Fbi Notes Put Blame At Scene Potts Says His Notes Show He Didn’t Approve Shooting Rules At Ruby Ridge

David A. Lieb Staff writer

Suspended FBI Deputy Director Larry Potts produced a paper trail of typed and scribbled notes Wednesday before a Senate panel, supporting his claim that he never approved deadly shooting rules for Ruby Ridge.

Potts’ personal memos, made public for the first time, seem to blame the people he supervised for the bungled and bloody 1992 standoff at Randy Weaver’s North Idaho cabin.

His memos contain sketchy descriptions of the FBI’s proposed rules of engagement but don’t include the orders actually used in the standoff - that snipers “could and should” shoot to kill any armed adult male.

FBI field agents have testified Potts approved the sweeping rules. But his notes suggest a milder, more forgiving version.

Potts gained support from Deputy Attorney General Jamie Gorelick, who testified that the evidence suggests the final shooting rules were employed without Potts’ approval.
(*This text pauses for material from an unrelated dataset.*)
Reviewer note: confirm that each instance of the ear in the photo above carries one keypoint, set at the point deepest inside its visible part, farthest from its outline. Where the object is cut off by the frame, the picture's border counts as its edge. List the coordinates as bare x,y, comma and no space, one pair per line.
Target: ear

But senators remained skeptical, questioning the authenticity of the newly found notes and refusing to absolve Potts from responsibility in the 11-day standoff.

“While there is a meager paper trail, it yet does not say to me that he is absolutely exonerated,” Sen. Larry Craig, R-Idaho, said after the hearing. “He was still the man in control.”

During the standoff, an FBI sniper shot and killed Weaver’s wife, Vicki, and wounded his friend Kevin Harris as he ran through the doorway of Weaver’s mountaintop cabin.

The previous day, Weaver’s son Samuel and a deputy U.S. marshal were killed in a shootout in the nearby woods.

Potts’ handwritten notes, dated 10:45 p.m. on the day of the shootout, include a draft of the proposed FBI shooting rules from a telephone conversation with Richard Rogers, the sniper team leader.

“Adults who are seen with a weapon are to be considered immediate threats, and appropriate action can be taken,” the note reads.

Potts testified that he and Rogers verbally agreed to the rules. Then he dictated a typed summary, reading: “Any adult with a weapon … may be the target of deadly force.”

“Never, ever, ever was there the slightest inference that there ‘should’ be a shoot-on-sight rule,” Potts testified Wednesday.

But upon questioning, Potts admitted he never confirmed this with Rogers.

Furthermore, Potts said he never sent a copy of his typed summary to field commanders. The note, which was not signed or dated, wasn’t read by anyone until an FBI secretary found it several years later.

Senators said the note’s sudden appearance looked suspicious.

“There was either a miscommunication, or there wasn’t a miscommunication and someone’s covering their tail at this point,” Craig said to Potts.

Later, Craig said he didn’t mean to imply that Potts was lying.

“But anyone had ample time, if they needed to, to create a paper trail that could provide cover,” Craig said after Wednesday’s Terrorism, Technology and Government Information subcommittee hearing.

Asked about notes’ credibility, committee chairman Arlen Specter, R-Pa., said “it is not clear” whether they were written when Potts claims.

Potts, then assistant director of the FBI’s criminal investigation division, later was promoted, but since has been suspended pending a Justice Department investigation into criminal wrongdoing.

Gorelick said the attorney general’s office is investigating whether an internal FBI report about the standoff was shredded and destroyed as part of a cover-up.

Potts testified again Wednesday that he never saw the report, nor ordered it destroyed.

The committee is scheduled to hear testimony today from FBI Director Louis Freeh and may try to call U.S. Attorney General Janet Reno to the witness stand.

Specter said he hopes to conclude the hearings, which have spanned parts of five weeks, today. The committee then would begin work on a final report.